Medicare Supplement Plans
Supplemental coverage pays some of the out of pocket medical charges (except drug charges) that are not covered by Original Medicare Parts A and B. Medical charges contracted to be covered and paid for by each Medigap plan have been outlined by Congress. The different plans are labeled A, B, E, F and so on up to N. For the outline of each plan’s covered services, go to: Medigap policies . In other words, if you buy a Medicare Supplement F or N from any insurance carrier, each carrier will pay exactly the same for each Medigap alphabet policy. Supplement plans are allowed to vary their premiums and the plan’s provider network, but must cover what the federal guidelines for that specific plan require: no more, no less. Monthly premiums range from $100 to $500 or more, depending on the plan you choose, age when you enroll, and where you reside.
Medicare Advantage Plans (Part C)
Advantage plans bundle Parts A and Part B (and usually D) costs along with other medical services into a comprehensive health insurance plan with varying but limited copays and deductibles. Insurance carriers receive payment from the federal government (through the Centers for Medicare and Medicaid Services – CMS) for covered medical services as well as the Part B premiums paid by members to the government. Plans can be offered as an HMO (Health Maintenance Organization) with gatekeepers and authorizations; a PPO (Preferred Provider Organization) plan, where you can visit any physician, but pay less with network providers; a POS (Point of Service) plan, which is a hybrid HMO/PPO type plan; or a PFFS (Private Fee for Service) type plan where you can see any provider who accepts the plan. Costs and available plans depend on where you live; HMO, PPO and POS plans are typically only available in metropolitan areas due to provider network requirements.

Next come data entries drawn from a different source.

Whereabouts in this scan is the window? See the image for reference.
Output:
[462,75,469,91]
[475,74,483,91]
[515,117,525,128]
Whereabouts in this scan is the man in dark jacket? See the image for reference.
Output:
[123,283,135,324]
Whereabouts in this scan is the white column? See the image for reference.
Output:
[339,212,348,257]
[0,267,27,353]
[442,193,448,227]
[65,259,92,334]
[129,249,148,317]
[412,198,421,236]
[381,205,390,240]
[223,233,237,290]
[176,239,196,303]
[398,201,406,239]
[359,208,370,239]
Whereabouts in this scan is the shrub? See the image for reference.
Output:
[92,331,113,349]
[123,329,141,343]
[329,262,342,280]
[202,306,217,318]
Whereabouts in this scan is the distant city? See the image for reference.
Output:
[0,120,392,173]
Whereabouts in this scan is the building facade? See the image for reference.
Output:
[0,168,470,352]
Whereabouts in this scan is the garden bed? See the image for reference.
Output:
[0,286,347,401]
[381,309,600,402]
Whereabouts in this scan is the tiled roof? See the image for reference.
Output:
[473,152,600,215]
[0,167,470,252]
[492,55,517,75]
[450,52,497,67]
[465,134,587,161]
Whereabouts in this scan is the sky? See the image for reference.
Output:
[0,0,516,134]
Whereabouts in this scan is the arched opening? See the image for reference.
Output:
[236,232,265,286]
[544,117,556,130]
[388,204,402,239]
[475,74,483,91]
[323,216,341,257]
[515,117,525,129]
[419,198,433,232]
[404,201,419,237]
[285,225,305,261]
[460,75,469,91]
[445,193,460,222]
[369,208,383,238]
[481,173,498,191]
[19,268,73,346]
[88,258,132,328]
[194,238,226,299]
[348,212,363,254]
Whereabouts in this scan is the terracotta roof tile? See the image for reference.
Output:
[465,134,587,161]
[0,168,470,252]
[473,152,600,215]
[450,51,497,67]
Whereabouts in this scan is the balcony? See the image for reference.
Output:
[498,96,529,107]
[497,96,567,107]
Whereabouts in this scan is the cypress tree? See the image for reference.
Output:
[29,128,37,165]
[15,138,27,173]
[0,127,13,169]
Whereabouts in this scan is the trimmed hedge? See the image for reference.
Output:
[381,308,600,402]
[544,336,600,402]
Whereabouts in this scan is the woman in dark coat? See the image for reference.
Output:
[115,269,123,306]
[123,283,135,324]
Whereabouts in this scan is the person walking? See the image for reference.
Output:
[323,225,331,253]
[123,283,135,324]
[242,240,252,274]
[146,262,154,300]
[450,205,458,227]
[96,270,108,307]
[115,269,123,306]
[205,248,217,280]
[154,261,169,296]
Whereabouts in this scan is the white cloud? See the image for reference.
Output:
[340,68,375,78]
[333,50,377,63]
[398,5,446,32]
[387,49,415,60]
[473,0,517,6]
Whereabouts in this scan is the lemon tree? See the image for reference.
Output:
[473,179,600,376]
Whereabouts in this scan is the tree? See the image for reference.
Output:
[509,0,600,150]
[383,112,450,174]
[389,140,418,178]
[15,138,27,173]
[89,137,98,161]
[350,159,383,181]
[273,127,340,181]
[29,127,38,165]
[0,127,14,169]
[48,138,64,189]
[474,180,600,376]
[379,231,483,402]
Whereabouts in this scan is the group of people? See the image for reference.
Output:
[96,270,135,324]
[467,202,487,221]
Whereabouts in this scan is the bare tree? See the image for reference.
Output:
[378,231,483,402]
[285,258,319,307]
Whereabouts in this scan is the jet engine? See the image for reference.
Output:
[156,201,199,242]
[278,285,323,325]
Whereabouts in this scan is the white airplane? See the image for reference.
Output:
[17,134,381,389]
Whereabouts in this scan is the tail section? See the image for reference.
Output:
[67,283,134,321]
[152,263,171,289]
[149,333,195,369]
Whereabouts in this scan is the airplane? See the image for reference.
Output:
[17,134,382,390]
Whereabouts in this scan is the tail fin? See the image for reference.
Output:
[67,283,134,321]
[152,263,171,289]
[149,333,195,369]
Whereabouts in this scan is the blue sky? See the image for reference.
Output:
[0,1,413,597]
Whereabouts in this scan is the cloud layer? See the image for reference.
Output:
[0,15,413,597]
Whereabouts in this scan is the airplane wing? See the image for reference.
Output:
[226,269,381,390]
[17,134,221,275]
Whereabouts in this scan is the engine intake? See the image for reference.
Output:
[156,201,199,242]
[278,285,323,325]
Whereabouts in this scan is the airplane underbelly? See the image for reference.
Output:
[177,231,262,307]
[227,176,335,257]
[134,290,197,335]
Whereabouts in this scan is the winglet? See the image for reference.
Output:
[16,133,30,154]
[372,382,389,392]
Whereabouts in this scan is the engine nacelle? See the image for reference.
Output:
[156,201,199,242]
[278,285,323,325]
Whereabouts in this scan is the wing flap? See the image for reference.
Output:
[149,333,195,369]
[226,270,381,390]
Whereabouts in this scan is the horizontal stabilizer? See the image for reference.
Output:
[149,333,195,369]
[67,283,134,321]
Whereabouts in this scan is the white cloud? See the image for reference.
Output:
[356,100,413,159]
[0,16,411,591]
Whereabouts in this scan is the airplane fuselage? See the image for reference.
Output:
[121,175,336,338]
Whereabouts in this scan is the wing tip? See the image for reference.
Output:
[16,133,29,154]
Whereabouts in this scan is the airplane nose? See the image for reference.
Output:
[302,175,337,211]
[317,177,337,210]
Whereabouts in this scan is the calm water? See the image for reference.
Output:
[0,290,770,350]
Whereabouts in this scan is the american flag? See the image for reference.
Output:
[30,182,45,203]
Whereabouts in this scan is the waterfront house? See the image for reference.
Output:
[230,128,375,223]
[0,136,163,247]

Special Needs and Chronic Illness plans
These plans help offset the significant medical costs related to certain chronic or serious conditions and offer a comprehensive care review and coordination not available in original Medicare. Many people with these long term conditions also may qualify for premium subsidies. Plans and coverages, again, will vary by state and by insurance company.
Review each plan’s options carefully and choose wisely as you may only be able to change your plan once a year. Finding the right Medicare product can offer financial security and save out of pocket charges once a serious illness strikes.